Patching DrayTek Routers
Recently, Internet hardware manufacturer DrayTek announced that they’d received reports about a vulnerability in managing their routers via the web. This vulnerability may allow malicious actors to intercept/ create an admin session and thus edit settings on the router, opening users up to a number of potential attacks - DNS hijacking, phishing and such.
As such, DrayTek are currently working to resolve the issue, creating firmware patches for all currently sold and supported devices, and are encouraging all users to install the patches as soon as possible in order to provide a continuing safe service.

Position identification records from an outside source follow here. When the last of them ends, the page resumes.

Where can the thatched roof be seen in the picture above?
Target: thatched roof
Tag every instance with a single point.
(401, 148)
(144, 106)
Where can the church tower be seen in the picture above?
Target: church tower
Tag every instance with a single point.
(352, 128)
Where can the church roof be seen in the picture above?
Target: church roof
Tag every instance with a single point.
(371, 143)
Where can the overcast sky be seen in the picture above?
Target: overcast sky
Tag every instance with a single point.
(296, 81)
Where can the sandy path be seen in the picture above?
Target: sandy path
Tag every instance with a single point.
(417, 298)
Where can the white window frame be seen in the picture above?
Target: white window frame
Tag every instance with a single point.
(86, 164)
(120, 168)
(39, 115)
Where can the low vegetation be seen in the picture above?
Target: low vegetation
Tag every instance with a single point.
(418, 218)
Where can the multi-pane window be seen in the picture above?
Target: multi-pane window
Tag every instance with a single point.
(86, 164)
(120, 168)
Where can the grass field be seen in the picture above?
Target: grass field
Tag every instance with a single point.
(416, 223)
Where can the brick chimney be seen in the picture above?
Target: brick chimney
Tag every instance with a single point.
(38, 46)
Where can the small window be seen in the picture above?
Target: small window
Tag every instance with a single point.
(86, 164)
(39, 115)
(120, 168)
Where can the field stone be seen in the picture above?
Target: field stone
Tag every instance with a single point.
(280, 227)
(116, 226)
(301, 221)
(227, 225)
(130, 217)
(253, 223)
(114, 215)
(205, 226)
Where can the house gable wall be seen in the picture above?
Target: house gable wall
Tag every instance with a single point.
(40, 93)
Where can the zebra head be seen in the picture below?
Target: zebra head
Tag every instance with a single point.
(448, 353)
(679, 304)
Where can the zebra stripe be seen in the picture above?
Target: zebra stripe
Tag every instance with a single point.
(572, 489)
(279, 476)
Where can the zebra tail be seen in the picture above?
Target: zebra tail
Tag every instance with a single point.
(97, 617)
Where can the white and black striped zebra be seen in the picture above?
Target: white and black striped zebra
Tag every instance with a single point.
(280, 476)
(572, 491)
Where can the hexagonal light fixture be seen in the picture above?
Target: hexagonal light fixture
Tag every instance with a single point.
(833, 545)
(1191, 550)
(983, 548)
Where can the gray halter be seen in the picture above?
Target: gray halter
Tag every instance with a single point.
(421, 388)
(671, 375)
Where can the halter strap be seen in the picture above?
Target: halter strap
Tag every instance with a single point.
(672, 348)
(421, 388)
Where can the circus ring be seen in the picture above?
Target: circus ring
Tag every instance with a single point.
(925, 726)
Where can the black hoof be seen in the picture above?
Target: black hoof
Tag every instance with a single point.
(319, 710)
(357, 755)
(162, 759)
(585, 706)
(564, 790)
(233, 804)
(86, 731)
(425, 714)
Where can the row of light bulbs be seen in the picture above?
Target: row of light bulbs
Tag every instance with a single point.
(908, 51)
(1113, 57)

With the potential vulnerability appearing to allow attackers to edit DNS settings, DrayTek recommends logging into your router, checking DNS settings (and correcting them if there’s been any changes to your standard setup). They also recommend ensuring that only secured (TLS1.2) connections are allowed for web admins, while also suggesting that remote admin rights should be disabled unless necessary (until updated firmware is installed).
Right now, DrayTek are working to provide effective patches for all the hardware options they provide - head over to their security announcement for an up to date list of all available firmware patches (note: at the time of publication, patches aren’t available for DrayTek 2830 routers, but these will be available soon).
On their website, you’ll be able to download the new firmware when it’s available through their firmware downloads page. If you’d like any support installing the firmware, or have any questions, don’t hesitate to get in touch with our support team at 0345 145 1234.
If you’re using a non-DrayTek router, there shouldn’t be any problem - but it’s always worth staying up to date with firmware patches and updates for all your hardware.